Self-Improving AI and its Application to Credit Risk Analysis
Joshua Summers
4X Founder with Exits to AT&T and PayPal, Investor in 130+ Startups, CEO @ EnFi - AI for Credit Risk Analysis and Monitoring
AI is transforming workflows in credit analysis, risk management, and portfolio monitoring by addressing key inefficiencies. Traditional processes often involve manual data collection, fragmented risk assessments, and delayed decision-making. AI streamlines these workflows by automating document analysis, proactively identifying risk signals, and dynamically refining risk models to enhance accuracy. These improvements reduce human workload, minimize errors, and enable faster, more data-driven lending decisions. Importantly, it is not just about automation, it’s about deploying self-improving AI that refines itself over time, making lenders and analysts faster, more precise, and more strategic. The more lenders use it, the better it gets and the more value they derive.
At EnFi, we’re working to develop these and other approaches to create the world’s best risk analyst assistants, AI-powered tools that eliminate ambiguity, keep workflows moving, and continuously improve.
A Primer on AI in Lending
Understanding AI's role in lending requires a closer look at how these technologies interact with financial risk analysis. Unlike generic AI applications, lending-specific AI is trained to evaluate financial health, detect risk patterns, and enhance decision-making processes.
- LLMs (Large Language Models) in Lending: Think of an LLM as the brain of an AI system—full of general knowledge but requiring specialized training for lender-specific workflows. While it can process financial documents and read legal agreements, its real value comes when it is fine-tuned with private deal-related information, lender policies, and historical lending data. This specialization enables it to make more relevant risk assessments, spot anomalies, and provide actionable insights tailored to financial institutions.
- Prompting for Risk Assessment: Loan officers, credit analysts, and portfolio managers ask AI-driven tools questions about borrower risk, financial stability, or market conditions. Effective prompting ensures AI produces responses that align with lender policies and risk frameworks, avoiding vague or incomplete answers.

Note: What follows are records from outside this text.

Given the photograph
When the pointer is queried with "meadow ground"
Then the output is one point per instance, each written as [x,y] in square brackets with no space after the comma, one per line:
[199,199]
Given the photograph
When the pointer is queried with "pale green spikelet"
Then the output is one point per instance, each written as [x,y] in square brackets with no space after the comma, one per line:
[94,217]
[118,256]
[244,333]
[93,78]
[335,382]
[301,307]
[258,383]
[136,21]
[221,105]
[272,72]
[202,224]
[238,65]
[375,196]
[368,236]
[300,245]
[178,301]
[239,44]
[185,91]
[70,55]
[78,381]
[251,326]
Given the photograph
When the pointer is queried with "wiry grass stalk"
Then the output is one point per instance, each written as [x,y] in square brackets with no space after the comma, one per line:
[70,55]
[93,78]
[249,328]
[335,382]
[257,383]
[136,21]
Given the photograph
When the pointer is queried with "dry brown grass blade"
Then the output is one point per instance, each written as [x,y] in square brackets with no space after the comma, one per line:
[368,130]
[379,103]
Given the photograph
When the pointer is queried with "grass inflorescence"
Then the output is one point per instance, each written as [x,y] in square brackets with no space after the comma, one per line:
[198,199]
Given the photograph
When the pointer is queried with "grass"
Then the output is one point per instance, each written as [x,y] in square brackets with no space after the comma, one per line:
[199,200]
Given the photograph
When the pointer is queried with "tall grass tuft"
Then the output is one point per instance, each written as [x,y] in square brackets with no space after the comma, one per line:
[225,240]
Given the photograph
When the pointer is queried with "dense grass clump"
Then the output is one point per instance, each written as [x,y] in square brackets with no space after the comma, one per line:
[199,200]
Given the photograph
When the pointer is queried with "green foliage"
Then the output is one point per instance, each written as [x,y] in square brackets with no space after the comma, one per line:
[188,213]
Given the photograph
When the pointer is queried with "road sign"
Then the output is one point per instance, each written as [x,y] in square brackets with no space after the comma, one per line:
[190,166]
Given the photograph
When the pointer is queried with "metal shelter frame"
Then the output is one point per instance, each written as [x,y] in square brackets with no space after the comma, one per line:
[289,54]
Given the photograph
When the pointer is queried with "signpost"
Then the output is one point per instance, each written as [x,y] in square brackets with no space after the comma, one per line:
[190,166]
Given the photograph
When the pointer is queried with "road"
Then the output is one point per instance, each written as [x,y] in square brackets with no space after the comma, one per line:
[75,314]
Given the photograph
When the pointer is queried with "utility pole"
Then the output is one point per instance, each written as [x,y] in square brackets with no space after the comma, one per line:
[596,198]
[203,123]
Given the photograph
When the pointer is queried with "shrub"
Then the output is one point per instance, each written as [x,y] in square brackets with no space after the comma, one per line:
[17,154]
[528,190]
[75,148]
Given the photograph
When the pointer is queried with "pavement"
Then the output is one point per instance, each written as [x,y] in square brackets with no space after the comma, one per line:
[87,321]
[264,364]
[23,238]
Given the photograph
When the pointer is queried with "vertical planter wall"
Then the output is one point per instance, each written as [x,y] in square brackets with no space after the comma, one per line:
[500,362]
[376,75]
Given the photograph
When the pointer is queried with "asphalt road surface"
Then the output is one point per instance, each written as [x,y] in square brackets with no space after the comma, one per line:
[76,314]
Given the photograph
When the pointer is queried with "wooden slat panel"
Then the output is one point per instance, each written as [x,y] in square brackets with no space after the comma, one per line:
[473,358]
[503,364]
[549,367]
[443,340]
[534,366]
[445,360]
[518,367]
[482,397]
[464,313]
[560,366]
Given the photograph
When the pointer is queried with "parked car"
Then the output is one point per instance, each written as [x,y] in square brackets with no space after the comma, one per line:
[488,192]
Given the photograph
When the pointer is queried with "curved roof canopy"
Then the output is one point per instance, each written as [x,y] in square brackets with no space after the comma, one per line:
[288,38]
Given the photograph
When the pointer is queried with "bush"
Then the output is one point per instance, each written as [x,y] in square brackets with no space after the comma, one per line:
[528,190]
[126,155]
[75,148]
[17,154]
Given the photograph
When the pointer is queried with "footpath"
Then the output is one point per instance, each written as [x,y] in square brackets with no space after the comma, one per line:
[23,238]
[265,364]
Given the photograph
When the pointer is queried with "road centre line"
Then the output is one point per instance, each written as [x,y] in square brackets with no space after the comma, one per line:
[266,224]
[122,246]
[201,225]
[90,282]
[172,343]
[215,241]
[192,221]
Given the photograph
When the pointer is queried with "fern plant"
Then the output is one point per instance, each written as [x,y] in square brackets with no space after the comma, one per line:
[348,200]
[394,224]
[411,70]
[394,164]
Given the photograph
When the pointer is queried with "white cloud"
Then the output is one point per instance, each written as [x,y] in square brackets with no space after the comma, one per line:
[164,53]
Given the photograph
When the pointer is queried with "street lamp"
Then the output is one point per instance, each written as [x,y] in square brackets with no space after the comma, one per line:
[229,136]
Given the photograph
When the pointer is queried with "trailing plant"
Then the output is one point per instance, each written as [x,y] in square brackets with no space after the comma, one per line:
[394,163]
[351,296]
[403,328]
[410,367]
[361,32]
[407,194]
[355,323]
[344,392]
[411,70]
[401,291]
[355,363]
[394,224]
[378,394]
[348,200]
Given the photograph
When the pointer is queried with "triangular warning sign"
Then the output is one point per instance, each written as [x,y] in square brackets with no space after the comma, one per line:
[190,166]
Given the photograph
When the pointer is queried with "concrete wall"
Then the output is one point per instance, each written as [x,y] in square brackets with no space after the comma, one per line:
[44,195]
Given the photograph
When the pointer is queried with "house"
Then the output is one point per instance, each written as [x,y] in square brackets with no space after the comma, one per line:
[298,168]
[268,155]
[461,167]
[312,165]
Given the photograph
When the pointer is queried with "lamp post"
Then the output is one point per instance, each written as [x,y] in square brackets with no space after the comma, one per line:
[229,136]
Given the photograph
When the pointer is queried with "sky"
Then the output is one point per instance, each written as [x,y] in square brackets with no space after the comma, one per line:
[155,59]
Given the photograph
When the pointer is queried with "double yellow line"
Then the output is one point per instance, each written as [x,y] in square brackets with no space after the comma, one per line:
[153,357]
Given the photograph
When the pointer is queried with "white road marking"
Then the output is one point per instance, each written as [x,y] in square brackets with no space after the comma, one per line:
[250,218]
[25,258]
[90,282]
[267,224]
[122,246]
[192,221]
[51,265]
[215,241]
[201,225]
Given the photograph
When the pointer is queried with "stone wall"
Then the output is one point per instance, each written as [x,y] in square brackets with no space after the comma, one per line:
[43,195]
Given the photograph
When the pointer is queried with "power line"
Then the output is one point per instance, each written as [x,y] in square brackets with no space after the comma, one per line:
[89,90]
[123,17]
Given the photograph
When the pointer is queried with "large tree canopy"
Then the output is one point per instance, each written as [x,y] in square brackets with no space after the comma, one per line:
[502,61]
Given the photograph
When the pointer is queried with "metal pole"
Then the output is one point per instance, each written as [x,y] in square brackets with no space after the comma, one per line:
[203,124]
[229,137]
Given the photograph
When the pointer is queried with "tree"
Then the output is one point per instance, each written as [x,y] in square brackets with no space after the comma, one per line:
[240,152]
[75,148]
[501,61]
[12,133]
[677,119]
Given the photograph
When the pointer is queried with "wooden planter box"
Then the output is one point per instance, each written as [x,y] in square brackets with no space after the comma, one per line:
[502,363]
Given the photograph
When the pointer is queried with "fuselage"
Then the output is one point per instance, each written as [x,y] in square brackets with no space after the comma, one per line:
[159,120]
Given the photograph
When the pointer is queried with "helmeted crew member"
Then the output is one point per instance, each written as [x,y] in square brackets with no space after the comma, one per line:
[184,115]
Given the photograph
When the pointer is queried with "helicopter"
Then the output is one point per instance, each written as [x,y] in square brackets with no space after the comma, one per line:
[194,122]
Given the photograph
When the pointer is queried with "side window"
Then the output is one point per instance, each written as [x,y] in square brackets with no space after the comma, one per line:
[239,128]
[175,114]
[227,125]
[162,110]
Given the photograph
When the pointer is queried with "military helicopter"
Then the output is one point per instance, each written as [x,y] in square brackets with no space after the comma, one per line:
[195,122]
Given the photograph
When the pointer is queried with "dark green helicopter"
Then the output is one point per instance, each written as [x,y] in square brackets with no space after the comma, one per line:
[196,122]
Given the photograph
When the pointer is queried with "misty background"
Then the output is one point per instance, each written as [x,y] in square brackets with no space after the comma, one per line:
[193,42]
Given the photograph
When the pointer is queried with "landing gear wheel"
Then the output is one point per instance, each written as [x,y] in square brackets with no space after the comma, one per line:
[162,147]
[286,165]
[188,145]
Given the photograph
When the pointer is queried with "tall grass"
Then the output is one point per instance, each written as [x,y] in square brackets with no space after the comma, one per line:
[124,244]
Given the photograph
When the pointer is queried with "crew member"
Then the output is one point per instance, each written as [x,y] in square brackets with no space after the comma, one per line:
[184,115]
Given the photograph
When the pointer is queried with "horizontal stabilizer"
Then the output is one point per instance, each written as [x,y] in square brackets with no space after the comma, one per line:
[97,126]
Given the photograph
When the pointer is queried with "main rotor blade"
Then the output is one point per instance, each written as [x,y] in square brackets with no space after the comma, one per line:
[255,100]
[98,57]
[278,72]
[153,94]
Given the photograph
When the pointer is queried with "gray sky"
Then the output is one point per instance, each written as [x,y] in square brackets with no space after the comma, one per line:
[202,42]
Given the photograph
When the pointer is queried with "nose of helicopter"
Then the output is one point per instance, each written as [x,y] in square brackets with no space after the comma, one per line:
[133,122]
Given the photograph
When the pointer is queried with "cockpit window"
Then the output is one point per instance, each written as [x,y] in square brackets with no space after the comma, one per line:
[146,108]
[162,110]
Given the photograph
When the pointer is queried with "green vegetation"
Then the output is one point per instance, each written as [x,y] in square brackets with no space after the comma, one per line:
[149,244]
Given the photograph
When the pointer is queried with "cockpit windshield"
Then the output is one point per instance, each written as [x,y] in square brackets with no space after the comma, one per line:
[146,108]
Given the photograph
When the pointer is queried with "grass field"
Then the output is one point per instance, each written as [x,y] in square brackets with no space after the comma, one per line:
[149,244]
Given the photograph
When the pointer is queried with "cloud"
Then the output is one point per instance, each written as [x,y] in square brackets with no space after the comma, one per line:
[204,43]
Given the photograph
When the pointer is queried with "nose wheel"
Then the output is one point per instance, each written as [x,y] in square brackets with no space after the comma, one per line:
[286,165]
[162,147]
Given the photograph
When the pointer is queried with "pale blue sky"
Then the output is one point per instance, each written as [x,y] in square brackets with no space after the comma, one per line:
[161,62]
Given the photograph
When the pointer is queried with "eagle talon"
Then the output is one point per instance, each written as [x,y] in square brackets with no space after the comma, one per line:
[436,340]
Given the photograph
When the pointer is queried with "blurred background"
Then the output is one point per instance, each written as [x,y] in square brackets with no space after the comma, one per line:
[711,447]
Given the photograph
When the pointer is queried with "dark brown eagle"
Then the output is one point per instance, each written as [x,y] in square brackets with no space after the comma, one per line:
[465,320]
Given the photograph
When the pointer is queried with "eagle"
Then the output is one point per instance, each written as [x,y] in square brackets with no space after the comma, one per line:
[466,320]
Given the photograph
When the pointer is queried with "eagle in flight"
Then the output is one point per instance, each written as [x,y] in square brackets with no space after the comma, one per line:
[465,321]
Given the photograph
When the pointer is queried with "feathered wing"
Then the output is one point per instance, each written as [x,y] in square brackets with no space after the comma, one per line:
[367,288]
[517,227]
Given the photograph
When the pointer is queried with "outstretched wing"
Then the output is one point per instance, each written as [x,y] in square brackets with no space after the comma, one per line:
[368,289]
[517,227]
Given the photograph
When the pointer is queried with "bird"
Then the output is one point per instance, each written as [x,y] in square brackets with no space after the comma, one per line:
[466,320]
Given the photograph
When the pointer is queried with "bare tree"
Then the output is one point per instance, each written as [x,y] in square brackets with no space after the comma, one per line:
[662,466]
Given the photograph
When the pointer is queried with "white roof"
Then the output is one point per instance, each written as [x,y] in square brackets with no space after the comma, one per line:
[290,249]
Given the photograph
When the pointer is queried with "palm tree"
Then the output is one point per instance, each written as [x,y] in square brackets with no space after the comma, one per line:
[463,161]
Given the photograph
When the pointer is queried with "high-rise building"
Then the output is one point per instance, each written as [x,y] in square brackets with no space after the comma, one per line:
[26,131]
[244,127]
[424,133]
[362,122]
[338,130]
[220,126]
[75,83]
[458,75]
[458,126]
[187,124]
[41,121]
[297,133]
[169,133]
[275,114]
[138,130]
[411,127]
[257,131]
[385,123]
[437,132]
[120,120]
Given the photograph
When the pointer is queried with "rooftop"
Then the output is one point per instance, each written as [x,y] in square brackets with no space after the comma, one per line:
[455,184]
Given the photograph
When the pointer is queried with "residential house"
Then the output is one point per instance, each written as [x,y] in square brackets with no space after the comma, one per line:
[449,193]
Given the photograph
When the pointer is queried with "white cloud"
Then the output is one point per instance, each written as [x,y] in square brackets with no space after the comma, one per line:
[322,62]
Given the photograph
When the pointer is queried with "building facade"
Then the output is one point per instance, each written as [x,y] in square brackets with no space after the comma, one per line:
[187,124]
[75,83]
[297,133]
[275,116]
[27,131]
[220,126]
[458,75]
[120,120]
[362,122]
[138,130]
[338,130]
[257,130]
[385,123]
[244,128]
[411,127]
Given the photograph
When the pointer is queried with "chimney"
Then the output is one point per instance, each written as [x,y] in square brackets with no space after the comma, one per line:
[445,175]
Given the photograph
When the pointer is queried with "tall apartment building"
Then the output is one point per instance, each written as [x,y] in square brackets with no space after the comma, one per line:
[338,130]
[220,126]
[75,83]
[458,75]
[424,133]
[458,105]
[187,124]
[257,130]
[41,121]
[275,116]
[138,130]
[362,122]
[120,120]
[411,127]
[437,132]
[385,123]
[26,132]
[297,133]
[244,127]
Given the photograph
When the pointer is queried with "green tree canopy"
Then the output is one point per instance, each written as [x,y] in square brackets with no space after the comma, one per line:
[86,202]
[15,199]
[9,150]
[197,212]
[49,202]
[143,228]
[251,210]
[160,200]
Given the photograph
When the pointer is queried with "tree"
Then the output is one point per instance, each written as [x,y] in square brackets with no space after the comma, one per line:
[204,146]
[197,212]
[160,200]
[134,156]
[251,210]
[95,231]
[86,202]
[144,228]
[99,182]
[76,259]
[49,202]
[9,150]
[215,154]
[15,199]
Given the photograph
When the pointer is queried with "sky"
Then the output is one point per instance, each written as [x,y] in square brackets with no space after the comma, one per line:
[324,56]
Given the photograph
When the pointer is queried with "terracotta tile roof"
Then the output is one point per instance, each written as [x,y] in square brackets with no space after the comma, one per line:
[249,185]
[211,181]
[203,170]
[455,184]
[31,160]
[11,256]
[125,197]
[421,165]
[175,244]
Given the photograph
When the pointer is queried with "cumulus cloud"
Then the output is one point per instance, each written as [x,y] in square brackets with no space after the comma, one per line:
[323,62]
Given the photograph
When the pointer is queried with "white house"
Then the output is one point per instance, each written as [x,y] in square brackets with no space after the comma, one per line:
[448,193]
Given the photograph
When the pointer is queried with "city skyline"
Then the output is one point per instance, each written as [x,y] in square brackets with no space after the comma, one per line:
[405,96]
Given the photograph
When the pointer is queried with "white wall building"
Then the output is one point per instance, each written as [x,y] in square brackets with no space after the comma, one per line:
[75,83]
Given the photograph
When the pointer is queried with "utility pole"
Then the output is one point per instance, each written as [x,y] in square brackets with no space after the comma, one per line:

- Agentic Systems in Lending: AI-driven agentic systems function as autonomous decision-support tools, capable of managing complex workflows without continuous human oversight. These systems coordinate multiple AI components—such as document analysis, risk scoring, and compliance checks—enabling seamless integration of AI insights into lending operations. By operating independently within predefined guidelines, agentic systems streamline loan processing, risk evaluations, and borrower monitoring, reducing friction in high-volume lending environments.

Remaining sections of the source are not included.